Fide convened this session with the aim of analyzing globalization as a phenomenon with many epicenters in which empires -and in particular the Portuguese and Spanish empires- have been decisive actors since the fifteenth century.

In this session, the forces that contributed to this process were analyzed, both from Spain and Portugal and from other areas and empires of the planet -often forgotten from the European perspective but whose importance in globalization is also worth considering-, as well as the coordinates in which both imperial formations moved, united in the crown of the Spanish Habsburgs in a decisive period of said process (1580-1640/69). Similarly, Professor Yun emphasized the relevance of social actors not necessarily subordinate to empires but which were central to early globalization, such as those by diasporas -Hebrews, Armenians and others- or by religious orders and networks of Asian merchants. and Europeans.

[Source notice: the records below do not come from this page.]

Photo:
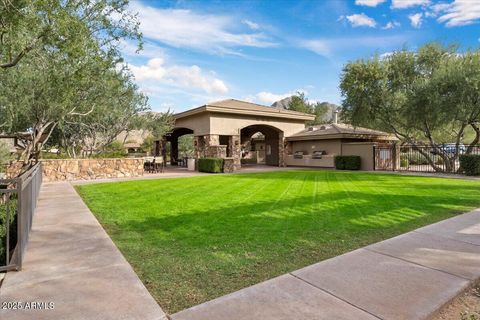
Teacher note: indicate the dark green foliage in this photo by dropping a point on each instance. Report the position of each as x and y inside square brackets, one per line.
[470, 164]
[212, 165]
[348, 162]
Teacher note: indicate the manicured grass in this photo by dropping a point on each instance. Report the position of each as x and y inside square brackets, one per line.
[193, 239]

From this perspective, there was the opportunity to delve into the process of building a globalized world, as well as the problems that this represented for various parts of the world and, in particular, for the Iberian empires themselves. Although the presentation and approach to the debate focused on questions of a historical nature, it was thus intended to present some reflections and proposals that contribute to the understanding of the difficult relationship between globalization and empires until today.

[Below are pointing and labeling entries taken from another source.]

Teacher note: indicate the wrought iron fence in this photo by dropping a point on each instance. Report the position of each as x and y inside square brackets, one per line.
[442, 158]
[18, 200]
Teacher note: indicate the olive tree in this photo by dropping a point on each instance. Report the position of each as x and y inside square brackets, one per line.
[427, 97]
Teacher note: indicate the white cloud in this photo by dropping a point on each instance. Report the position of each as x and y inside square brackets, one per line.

The historical dimension of the globalization process has attracted the attention of many historians in recent years. It is particularly interesting in the Iberian context, given the protagonism that both Spain and Portugal had in it. Professor Yun-Casalilla offered in his speech a complete panorama, both chronological and spatial, of the different circuits that were weaving said network of relationships at a planetary level, not only by economic agents but also by others. They were both land and sea; long and short distances, and they spread both from east to west and in the opposite direction from the Middle Ages to the present day. In this sense, Professor Yun devoted particular attention to the incorporation of China into this process, as well as the qualitative and quantitative impact that it has had on the planet.

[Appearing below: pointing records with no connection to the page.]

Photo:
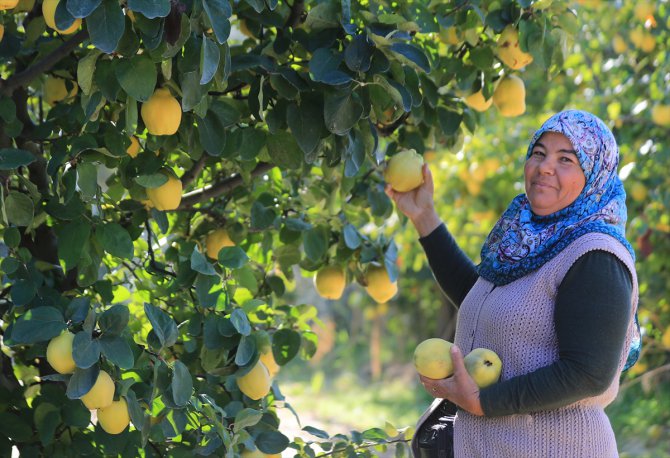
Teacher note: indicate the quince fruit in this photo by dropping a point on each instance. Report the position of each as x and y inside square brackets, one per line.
[101, 395]
[55, 90]
[114, 419]
[59, 353]
[484, 366]
[476, 101]
[379, 285]
[330, 282]
[660, 114]
[216, 240]
[134, 148]
[167, 196]
[509, 50]
[49, 13]
[404, 171]
[8, 4]
[510, 96]
[432, 358]
[255, 383]
[161, 113]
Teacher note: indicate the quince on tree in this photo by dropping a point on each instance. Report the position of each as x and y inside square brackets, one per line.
[330, 282]
[432, 358]
[59, 353]
[509, 50]
[379, 284]
[255, 383]
[476, 101]
[166, 196]
[114, 419]
[161, 113]
[101, 395]
[216, 240]
[8, 4]
[509, 96]
[134, 148]
[404, 170]
[49, 13]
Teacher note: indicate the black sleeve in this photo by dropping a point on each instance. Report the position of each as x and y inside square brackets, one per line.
[453, 270]
[591, 318]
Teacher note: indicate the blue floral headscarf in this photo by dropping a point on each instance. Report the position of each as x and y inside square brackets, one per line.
[522, 241]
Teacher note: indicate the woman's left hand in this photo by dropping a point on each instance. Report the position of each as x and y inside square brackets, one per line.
[460, 388]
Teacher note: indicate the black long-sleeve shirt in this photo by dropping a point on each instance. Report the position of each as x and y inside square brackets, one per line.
[591, 318]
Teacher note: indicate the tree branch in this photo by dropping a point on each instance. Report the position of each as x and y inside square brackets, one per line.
[194, 171]
[44, 65]
[209, 192]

We have in the session with the intervention of Bartolomé Yun-Casalilla, Professor of Modern History, Pablo Olavide University of Seville and the moderation of the Director of the Forum, Juan E. Gelabert Gonzalez, Professor of Modern History, University of Cantabria.

Recommended reading:

  • John Darwin, After Tamerlane: The global history of empire since 1405 (London: Blumsbury, 2008).
  • John H Elliott, Empires of the Atlantic world. Spain and Great Britain in America, 1492-1830, (Madrid: Taurus, 2006).
  • Bartolome Yun Casalilla, The Iberian empires and the globalization of Europe (Barcelona: Gutenberg Galaxy, 2019).